The Planetary Geochemistry Group
CosmoGeo Lab
Research
Unravelling the origin of life-essential volatiles like nitrogen (N), carbon (C), and water (H2O) in the rocky planets of our Solar System and beyond is key to answering a fundamental question in modern science: what is the recipe to form a habitable planet? N-C-H2O inventories of rocky planets are the result of a complex series of processes starting from primitive dust, organics, and ices in a protoplanetary disk, moving through planetesimals and planetary embryos, and ending with oligarchic growth and giant impact stages of planetary accretion. CosmoGeo Lab's goal is to comprehensively understand how these processes affect the inventories of life-essential volatiles in rocky planets. To accomplish this, we explore the geochemistry of protoplanetary and planetary scale differentiation processes like core formation, degassing of magma oceans, and magma ocean crystallization using high pressure-temperature experiments, isotope geochemistry, and thermo-chemical modelling supported by meteoritic data. We constrain the role of hitherto poorly understood physical and chemical processes within protoplanetary and planetary interiors that modulate the final N-C-H2O inventories of rocky planets in our solar system and around other stars. Understanding these processes will not only lead to the development of a general framework for the origin of N-C-H2O in rocky exoplanets but also provide important insights into the processes that eventually lead to the formation of habitable planets and, therefore, life itself. Some of the topics explored by members of the CosmoGeo Lab are listed below:
Elemental fractionation of volatiles during core-mantle differentiation
The bulk silicate reservoirs of rocky protoplanets and planets are depleted in volatiles in comparison to chondrites. The segregation of these volatiles into the metallic cores could be one of the primary causes behind their depletion. Our research group is dedicated to elucidating the intricate elemental partitioning mechanisms governing the distribution of these volatiles between metallic and silicate melts. By conducting high-pressure and high-temperature experiments, we aim to gain deeper insights into the multifaceted geochemical processes that transpired during the early stages of planetary formation. Specifically, our investigations encompass a wide range of accretion scenarios and differentiation conditions, shedding light on the potential incorporation of volatiles into the cores as well as their retention in the mantles and atmospheres of protoplanets and planets.

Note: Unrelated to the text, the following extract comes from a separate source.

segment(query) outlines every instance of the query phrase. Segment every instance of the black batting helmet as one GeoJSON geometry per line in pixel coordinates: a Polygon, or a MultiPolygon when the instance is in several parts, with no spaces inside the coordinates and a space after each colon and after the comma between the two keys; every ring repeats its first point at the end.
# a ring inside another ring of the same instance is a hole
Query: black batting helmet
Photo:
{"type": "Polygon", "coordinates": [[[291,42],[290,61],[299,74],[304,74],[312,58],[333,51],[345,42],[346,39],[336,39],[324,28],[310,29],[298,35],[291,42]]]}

Isotopic fractionation of volatiles during core-mantle differentiation
The isotopic compositions of volatiles in the mantles and cores of differentiated protoplanets and planets deviate from those observed in primitive chondrites. Our research group employs high-pressure and high-temperature experiments to precisely quantify the extent of isotopic fractionation that occurs during core-mantle differentiation in planetesimals and planets. For instance, our investigations have revealed that nitrogen isotopes exhibit only minor fractionation during this process, implying that the nitrogen isotopic ratios found in iron meteorites accurately represent the compositions of their parent bodies. These discoveries hold significant implications for the application of the isotopic signatures of volatiles in differentiated bodies as tracers to decipher the origins of volatiles in rocky planets. For more details, see - Grewal et al (2022) GCA.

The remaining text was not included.